Implementing the Changes
Now that I had settled on the frequency, it was time to put my plan into action. I focused on pin 9, which controlled the blue LED on d9. To change the frequency to 31 kilohertz, I added the line of code “TCCR1B = TCCR1B | ox01” in my setup function. With this implementation, the compiler seemed satisfied.
Varying Brightness and Assessing Results
An advantage of this setup was that I could still adjust the brightness of both LEDs using the potentiometer. Additionally, I modified the time base on the scope to accurately measure the frequency. The scope displayed a reading of 31.3, whereas it slightly overread at 31.37. Regardless, this minor discrepancy didn’t affect the functionality of my project.

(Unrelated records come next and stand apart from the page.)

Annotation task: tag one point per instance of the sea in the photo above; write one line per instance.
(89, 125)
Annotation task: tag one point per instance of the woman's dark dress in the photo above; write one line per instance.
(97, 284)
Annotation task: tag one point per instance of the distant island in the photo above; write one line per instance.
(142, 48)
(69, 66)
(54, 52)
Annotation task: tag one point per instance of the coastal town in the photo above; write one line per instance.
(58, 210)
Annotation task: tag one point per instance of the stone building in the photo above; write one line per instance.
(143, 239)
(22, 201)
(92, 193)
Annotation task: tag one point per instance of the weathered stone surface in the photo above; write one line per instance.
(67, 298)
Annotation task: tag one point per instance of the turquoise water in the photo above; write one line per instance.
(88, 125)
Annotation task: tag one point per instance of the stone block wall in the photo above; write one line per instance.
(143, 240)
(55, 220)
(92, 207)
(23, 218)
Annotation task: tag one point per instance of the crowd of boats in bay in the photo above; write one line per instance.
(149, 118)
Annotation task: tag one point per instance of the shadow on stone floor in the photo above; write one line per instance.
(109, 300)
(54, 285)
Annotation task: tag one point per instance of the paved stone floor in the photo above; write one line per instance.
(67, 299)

Understanding PWM outputs is essential for anyone working with electronic devices. By measuring the PWM outputs using an Arduino Nano board, we can gain valuable insights into the frequency and variations of the signal. This knowledge enables us to make accurate adjustments and ensure optimal performance of our electronic projects.
PWM pins in Arduino enable precise control of output voltages, allowing for various applications such as controlling the brightness of LEDs, controlling the speed of motors, and generating analog signals for different purposes. Understanding the significance and proper usage of PWM pins is essential for anyone working with the Arduino platform.
Exploring the intricacies of electronic pins and their frequencies has enlightened us about the importance of precision and accuracy in understanding circuits. The journey to unveil the truth behind pin frequencies reminds us of the ever-evolving nature of knowledge and the value of communities that share their expertise. Armed with the correct formula, let us continue our exploration of electronics, always striving for accuracy and unlocking new possibilities.
I successfully achieved my goal of changing the PWM frequency to 31 kilohertz, even though it wasn’t the exact frequency I initially desired. Through exploration and compromise, I managed to find a suitable alternative that allowed me to proceed with my project. This experience further reinforces the importance of adaptability and resourcefulness in problem-solving endeavors.